Barbara Kent was a Swing Left co-leader in NY 11, covering Staten Island and parts of Brooklyn. Staten Island had only had one Democratic representative she could remember. When Swing Left considered adding the district to its list, “I told them it would be (the) hardest race to win, but it could be done,” she said. She was right. It was the first “Rep favored” seat to go blue on the New York Time’s House Election List of 80 races.
But it doesn’t take a megalopolis. In Kansas 3, where Sharice Davids won, Alan Sunkel and his wife read about Swing Left in the New Yorker in January 2017, and helped start the group there.
“We had a pretty committed group of volunteers here who formed the steering committee,” he said. Plus, they had support from outside the district, just across the river in Missouri.

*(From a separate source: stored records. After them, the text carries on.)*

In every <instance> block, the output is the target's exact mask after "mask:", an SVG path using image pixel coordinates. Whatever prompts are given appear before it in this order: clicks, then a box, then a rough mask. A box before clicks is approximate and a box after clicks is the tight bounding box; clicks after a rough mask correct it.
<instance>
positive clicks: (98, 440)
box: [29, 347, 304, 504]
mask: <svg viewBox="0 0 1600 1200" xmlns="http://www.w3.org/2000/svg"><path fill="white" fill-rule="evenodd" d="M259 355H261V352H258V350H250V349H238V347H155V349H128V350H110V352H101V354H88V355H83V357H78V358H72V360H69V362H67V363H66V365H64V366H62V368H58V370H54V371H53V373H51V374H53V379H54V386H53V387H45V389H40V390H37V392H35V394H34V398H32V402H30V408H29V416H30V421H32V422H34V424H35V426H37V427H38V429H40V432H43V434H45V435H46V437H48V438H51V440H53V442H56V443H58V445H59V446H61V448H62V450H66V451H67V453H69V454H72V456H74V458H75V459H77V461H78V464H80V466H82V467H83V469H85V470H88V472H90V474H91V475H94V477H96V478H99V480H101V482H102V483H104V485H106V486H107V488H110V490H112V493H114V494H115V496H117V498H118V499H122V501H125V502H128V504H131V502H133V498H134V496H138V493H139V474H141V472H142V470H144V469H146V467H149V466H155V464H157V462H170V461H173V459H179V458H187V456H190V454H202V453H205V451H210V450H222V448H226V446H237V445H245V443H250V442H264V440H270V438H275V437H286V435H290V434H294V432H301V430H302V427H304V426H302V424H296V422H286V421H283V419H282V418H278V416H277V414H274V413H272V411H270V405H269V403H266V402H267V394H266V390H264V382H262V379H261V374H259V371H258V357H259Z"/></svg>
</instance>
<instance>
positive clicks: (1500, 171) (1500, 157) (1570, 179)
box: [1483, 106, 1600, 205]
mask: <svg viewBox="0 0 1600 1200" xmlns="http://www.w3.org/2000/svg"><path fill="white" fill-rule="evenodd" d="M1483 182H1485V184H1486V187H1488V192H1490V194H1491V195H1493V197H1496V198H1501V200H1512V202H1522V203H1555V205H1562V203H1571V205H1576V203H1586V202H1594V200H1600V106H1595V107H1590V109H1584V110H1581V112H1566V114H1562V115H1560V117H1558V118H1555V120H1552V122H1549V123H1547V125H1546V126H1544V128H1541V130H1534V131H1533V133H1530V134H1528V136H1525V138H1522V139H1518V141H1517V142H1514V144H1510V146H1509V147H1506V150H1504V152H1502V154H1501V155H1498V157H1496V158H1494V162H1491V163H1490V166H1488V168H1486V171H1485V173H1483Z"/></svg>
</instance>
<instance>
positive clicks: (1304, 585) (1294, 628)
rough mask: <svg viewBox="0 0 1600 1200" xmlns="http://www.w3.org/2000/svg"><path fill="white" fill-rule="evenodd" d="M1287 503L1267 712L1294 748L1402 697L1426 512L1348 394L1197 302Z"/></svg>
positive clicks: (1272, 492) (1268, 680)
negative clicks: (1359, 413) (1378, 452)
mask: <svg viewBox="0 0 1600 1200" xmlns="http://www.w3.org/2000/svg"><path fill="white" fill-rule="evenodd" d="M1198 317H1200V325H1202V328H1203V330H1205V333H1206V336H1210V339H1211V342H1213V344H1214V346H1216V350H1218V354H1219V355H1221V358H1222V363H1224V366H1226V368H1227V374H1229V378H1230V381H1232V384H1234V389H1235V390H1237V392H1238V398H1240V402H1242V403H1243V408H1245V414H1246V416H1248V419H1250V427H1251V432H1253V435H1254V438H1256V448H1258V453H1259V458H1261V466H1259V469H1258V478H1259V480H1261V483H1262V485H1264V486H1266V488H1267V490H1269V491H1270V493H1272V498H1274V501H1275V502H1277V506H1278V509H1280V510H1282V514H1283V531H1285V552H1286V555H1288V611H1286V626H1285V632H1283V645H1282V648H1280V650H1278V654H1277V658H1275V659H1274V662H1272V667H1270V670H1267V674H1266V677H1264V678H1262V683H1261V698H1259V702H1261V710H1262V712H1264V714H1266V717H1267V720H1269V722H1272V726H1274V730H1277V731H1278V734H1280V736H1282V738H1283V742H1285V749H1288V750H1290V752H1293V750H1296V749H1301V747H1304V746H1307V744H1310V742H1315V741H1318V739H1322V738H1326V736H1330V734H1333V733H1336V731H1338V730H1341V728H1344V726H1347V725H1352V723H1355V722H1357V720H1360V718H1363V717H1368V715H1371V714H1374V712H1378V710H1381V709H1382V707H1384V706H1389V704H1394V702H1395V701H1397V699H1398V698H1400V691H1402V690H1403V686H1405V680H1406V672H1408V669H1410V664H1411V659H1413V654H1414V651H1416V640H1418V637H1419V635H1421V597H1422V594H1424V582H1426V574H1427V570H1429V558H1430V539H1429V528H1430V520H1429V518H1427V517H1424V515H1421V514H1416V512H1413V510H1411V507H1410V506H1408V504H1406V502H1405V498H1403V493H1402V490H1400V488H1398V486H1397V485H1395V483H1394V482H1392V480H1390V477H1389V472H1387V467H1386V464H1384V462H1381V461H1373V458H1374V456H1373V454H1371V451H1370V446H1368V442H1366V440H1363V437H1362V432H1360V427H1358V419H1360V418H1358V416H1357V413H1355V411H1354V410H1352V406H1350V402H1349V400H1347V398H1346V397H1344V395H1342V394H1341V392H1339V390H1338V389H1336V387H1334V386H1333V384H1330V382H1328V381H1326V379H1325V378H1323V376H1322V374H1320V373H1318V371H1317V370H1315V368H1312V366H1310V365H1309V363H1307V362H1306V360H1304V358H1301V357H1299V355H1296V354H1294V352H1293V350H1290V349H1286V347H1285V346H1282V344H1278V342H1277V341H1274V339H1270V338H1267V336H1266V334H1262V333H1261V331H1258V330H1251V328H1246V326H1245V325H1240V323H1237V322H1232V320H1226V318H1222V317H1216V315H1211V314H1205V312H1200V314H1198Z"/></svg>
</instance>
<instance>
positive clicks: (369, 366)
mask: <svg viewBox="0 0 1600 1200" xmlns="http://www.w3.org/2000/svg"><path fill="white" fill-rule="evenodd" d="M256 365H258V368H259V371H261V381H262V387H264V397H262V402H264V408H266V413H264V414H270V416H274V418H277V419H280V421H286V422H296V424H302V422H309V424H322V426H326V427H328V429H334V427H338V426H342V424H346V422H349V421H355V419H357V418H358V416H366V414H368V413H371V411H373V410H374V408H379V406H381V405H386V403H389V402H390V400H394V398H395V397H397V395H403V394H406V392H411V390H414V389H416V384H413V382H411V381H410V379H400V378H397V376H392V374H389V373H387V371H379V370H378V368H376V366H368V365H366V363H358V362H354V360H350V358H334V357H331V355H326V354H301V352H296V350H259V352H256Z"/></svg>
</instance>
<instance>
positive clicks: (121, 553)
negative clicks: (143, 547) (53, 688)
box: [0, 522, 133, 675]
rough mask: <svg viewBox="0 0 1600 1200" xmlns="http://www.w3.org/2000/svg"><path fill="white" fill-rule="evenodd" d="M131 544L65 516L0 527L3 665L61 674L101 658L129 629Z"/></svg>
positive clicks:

Because it had been theoretically possible for Democrats to win as many as 50 seats or more, many pundits initially downplayed the accomplishment in the House, or strangely echoed Donald Trump’s bizarre morning-after press conference claim that, “To be honest — I’ll be honest, I thought it was a — I thought it was a very close to complete victory [for Republicans].”
Meanwhile, back in the real world, voters passed a number of initiatives that underscored how significantly pragmatic bipartisan support equates with so-called “hard left” policy ideas that progressives have been pushing for years, if not decades.
Three deep-red states – Idaho, Nebraska, and Utah – voted for Medicaid expansion; two other red states – Arkansas and Missouri – substantially raised the minimum wage; and two of the five – Utah and Missouri – voted to legalize medical marijuana, while Michigan fully legalized marijuana. Massachusetts passed transgender anti-discrimination protections – the first in the nation – while Washington state tightened gun control laws.
On voting-rights, Florida passed the historic Amendment 4, restoring the voting rights of convicted felons who have completed the full terms of their sentences. A whopping 1.4 million Floridians had their voting rights restored. Nevada and Michigan passed automatic voter registration laws, bringing the total to 15 states, plus Washington, D.C., Maryland and Michigan both passed same-day registration. And the voters of Colorado, Michigan, Missouri, and Utah passed anti-gerrymandering initiatives, removing politicians from drawing their own districts.
“The Blue Wave didn’t save us; each and every volunteer did,” Whitehill said. “But there’s still so much more to do. This is just the beginning. We promise to keep working. We hope everyone else will, too.”